Xilinx Zynq FPGAs (2023)

In my quest for the ultimate real-time safety-critical motion control solutions, I have finally gotten around to FPGAs. Field programmable gate arrays are unique devices that can operate as fast as transistor proposition delays. Highly specialized and requiring significantly more supporting hardware to operate than a microcontroller, they are the endgame of all of my projects.  After waiting a long time, I finally found some development boards that I could afford. As luck would have it they had my most desired chip, the Xilinx Zynq 7020 and 7010. These are unique FPGAs with both Xilinx 7000 Series fabric as well as an ARM Cortex A9 Applications processor.

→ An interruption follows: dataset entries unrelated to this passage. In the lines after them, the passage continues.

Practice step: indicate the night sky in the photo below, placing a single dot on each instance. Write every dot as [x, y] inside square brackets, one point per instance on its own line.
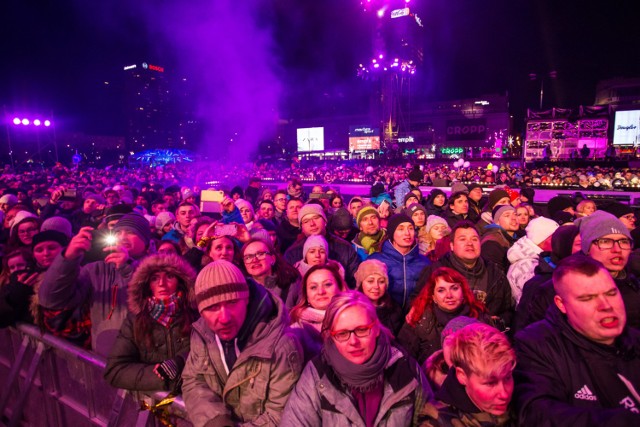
[301, 55]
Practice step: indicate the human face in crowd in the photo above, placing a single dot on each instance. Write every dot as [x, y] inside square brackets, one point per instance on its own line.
[46, 252]
[246, 214]
[466, 245]
[374, 287]
[185, 214]
[321, 287]
[163, 284]
[509, 221]
[226, 318]
[266, 211]
[438, 231]
[131, 242]
[614, 259]
[491, 394]
[258, 260]
[476, 194]
[629, 220]
[419, 218]
[447, 296]
[313, 225]
[221, 248]
[354, 207]
[404, 237]
[281, 202]
[370, 224]
[316, 256]
[522, 215]
[593, 305]
[167, 249]
[26, 231]
[293, 207]
[460, 206]
[16, 263]
[357, 350]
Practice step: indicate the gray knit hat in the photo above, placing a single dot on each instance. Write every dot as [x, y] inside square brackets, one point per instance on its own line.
[219, 281]
[598, 224]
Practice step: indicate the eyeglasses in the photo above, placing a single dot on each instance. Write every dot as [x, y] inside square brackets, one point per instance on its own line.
[258, 255]
[603, 244]
[361, 332]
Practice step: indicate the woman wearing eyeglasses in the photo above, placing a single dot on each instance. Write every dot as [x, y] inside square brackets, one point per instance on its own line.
[267, 267]
[360, 378]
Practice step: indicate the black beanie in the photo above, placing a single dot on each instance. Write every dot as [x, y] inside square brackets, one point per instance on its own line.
[395, 221]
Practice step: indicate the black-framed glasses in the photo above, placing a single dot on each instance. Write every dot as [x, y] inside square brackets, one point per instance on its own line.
[604, 244]
[258, 255]
[343, 335]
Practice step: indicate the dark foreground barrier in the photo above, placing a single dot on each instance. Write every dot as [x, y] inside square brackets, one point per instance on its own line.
[46, 381]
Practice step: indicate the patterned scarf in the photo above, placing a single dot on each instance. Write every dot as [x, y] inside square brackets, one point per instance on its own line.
[164, 310]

This means that critical, real-time control can be handled by hardware pipelined logic in the programmable logic and less critical "housekeeping" can be done with the Cortex A9.

Xilinx Znyq 7000 Series FPGA

Not only does Xilinx have some great resources for free IP (intellectual property cores) built into standard IDE Vivado, the Zync chips have support for external DDR and flash meaning they have enough hardware to run a lightweight Linux distribution known as PetaLinux. This allows for further program abstraction for the application layer.  

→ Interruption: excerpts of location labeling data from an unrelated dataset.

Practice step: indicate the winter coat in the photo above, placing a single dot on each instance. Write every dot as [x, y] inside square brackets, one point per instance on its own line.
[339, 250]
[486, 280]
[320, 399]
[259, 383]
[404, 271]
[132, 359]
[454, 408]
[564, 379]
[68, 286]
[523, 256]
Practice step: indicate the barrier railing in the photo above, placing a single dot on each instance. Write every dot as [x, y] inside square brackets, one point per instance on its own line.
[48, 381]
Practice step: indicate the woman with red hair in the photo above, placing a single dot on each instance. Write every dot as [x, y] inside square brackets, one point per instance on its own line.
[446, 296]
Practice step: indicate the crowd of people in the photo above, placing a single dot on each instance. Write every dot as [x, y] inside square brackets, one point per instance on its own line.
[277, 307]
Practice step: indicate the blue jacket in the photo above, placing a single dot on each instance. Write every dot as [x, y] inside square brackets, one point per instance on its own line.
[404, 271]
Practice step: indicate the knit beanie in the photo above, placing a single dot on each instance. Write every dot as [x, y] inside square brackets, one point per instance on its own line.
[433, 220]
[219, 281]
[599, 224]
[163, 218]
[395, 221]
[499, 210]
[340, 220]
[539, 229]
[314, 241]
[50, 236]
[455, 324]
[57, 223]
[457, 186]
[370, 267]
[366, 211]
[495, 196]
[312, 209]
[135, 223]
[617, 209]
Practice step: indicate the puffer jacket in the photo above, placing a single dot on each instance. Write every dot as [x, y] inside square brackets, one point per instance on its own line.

FPGA boards bought off Craigslist

First debouncing button project

I have much to learn with everything from Verilog to FPGA based PCB design of high-speed signals. Everything I find interesting is control and FPGAs are the best tool for the job for fast loop time, 0 jitter control. Since I was able to buy a Platform Cable 2, I can develop custom PCBs with Xilinx-based FPGAs and have a debug probe (JTAG/Bitstream loader tool) for custom hardware description development. Nothing about becoming familiar with FPGAs is very intuitive to me but as always I can't wait for this to feel like just another tool I can use.

I am currently working on integrating a CAN FD-compliant controller on the ZYNC 7020 and controlling it with the ZYNQ hardened processing system via the AXI lite bus. I hope to investigate motor in the future but C2000's still seems to be a winner in my future embedded system ventures as their CLA and ePWM modules remind me how spoiled I am by such powerful hardened peripherals only a single C function call away compared to me banging my head against the wall trying to get Verilog to synthesize without blowing up my computer.